Monday, October 4, 2010

Entity Attribute Value model for flexible normalised data capture


I am reproducing a long winded thesis I wrote on StackOverflow about the appropriate data schemata to facilitate OLAP. I wrote it because OLAP vendors are plain lazy to provide hooks to allow flexible and fast cube generation. OLAP at its current status is useless for engineers and good only for mesmerizing managers and their secretaries with imprecise and out-of-phase information. OLAP software writers seem to be so excited about their multi-dimensional Entity-Relationship schema designing skills, but never thought it necessary to optimise the flexibility and response of their cube building processes. Their response has always been, "Duh, it's OLAP, it takes time to build a cube. OLAP is not meant to be real-time."

Here goes ...
As a generalisation, for multiple dimensional analysis to be effective you need two levels data modelling.
  • A substrate detail capture
  • An abstract cube
The answer is indeed EAV as the substrate detail capture. People can afford to be lazy and skip the detail substrate design. Every data mining tool I had been forced (by management) to evaluate has been inadequate because the inability to perform time-profiling.
Ultimately, it required us to write our own data-mining application - because the amount of kludge to make the software work, albeit ineffectively, equals to the amount of effort it takes to create one that works effectively. And even works extra-ordinarily spectacularly when we fed slices of the abstract cube into SAS/Insight. While the vendors' software took an hour to build the cube, and sometimes 24 hours, we needed our cubes to be built within 5 minutes and frequently within 15 seconds - due to effective substrate data modelling to enable efficient slicing of data to build the cube.
In industrial practice, we might need to flexibly move and range the time window of an analysis to match conditions that occured 6 months ago. Or that, we need to review the performance of processes for the last financial year.
We need to have correct time-phase correlation.

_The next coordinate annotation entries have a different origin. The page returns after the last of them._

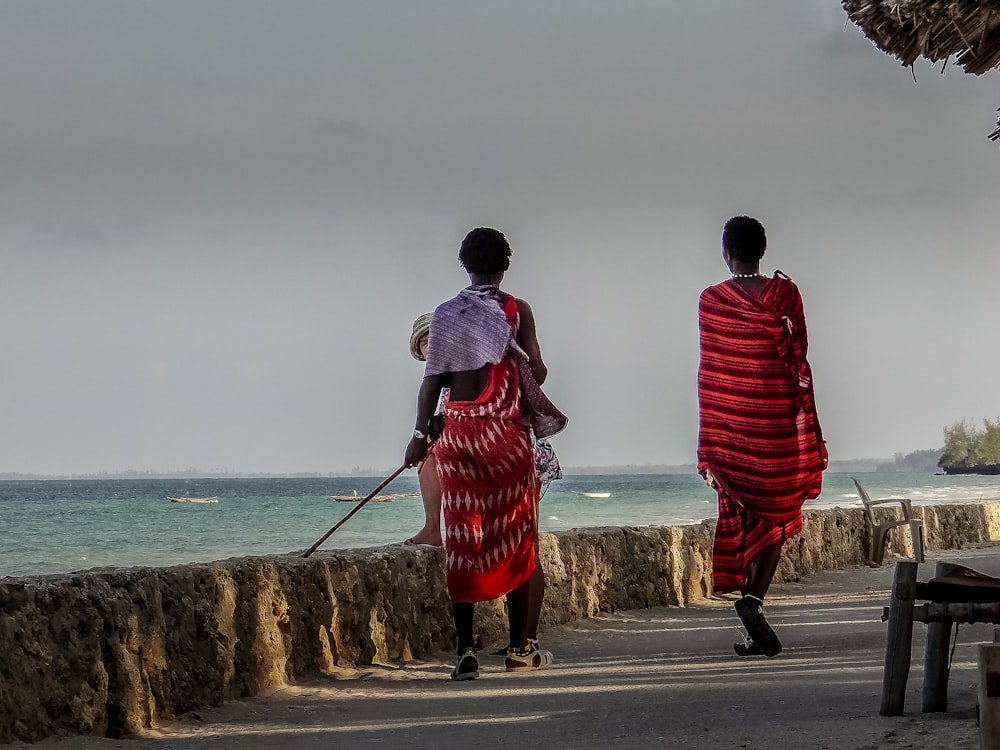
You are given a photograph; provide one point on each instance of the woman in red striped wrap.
(760, 445)
(484, 348)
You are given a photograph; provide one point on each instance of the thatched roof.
(934, 30)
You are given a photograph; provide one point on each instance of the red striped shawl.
(758, 430)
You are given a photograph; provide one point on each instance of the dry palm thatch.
(935, 30)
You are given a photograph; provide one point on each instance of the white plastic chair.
(881, 529)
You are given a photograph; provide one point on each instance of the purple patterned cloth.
(468, 331)
(471, 331)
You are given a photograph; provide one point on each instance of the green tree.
(961, 446)
(988, 449)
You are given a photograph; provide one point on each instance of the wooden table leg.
(899, 639)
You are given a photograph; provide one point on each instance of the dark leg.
(463, 613)
(518, 614)
(761, 571)
(536, 592)
(762, 638)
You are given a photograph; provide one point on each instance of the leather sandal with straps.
(529, 657)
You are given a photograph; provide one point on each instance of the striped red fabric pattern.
(758, 431)
(489, 490)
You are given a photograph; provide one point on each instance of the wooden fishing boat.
(356, 498)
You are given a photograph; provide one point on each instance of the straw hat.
(421, 327)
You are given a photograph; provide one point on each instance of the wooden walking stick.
(354, 510)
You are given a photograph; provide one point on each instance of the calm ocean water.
(55, 526)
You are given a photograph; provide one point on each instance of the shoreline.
(111, 652)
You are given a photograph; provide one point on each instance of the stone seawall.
(113, 651)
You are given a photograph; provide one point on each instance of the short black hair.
(744, 238)
(485, 251)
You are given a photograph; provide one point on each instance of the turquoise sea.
(56, 526)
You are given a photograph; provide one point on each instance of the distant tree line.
(920, 461)
(971, 450)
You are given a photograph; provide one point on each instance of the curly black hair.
(484, 251)
(744, 238)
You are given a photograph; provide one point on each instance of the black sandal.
(467, 667)
(751, 612)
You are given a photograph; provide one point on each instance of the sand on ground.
(640, 679)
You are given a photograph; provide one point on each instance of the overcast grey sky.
(219, 219)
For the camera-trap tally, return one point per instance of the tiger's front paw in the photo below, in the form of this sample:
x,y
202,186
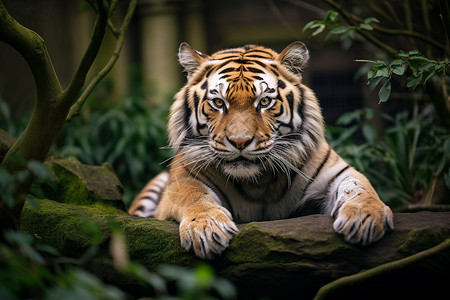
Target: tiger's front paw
x,y
208,233
363,222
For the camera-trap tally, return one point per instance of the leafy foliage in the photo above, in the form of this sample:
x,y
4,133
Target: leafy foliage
x,y
421,70
414,65
31,269
129,136
332,23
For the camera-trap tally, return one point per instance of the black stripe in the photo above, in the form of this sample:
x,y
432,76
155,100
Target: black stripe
x,y
150,198
241,61
259,63
227,70
324,161
217,190
255,70
258,56
187,115
259,50
228,51
290,99
152,190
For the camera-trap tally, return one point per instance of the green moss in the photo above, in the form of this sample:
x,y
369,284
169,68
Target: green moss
x,y
73,229
72,189
82,184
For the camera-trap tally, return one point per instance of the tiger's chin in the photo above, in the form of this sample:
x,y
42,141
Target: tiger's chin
x,y
241,169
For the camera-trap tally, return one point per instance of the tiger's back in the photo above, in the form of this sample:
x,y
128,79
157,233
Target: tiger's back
x,y
249,142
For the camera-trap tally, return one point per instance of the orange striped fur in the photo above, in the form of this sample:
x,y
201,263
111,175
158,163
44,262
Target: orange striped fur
x,y
249,142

Let's say a church has a per night statistic for a particular evangelistic rally as number of people "saved", number of "rededications", number of "contribution$", total contribution$, number of attendance - over 10 nights of the rally.
Then the church has statistics for number of tracts distributed by volunteer and the location each volunteer was assigned, the radio and tv advertisements and google ads placed. So the church statistician would need to collect info from each convert and $contributor - location of residence, when and where a tract was received, when and where an advertisement was encountered. And if they could collect such information from everyone who attended and who told them about it and when and where those who told them about the rally received a tract or encountered an advertisement. With such info at hand, the statistician would then be able a more truthfully matched multi-dimensional cube to let church leaders decide how to effectively organise their future pre-rally out-reach.
Data model optimization may not be possible for churches but for it is very possible for a factory full of equipment, robots, and trained operators. It is extraordinarily helpful to get phase-correlated data to treat an epidemic.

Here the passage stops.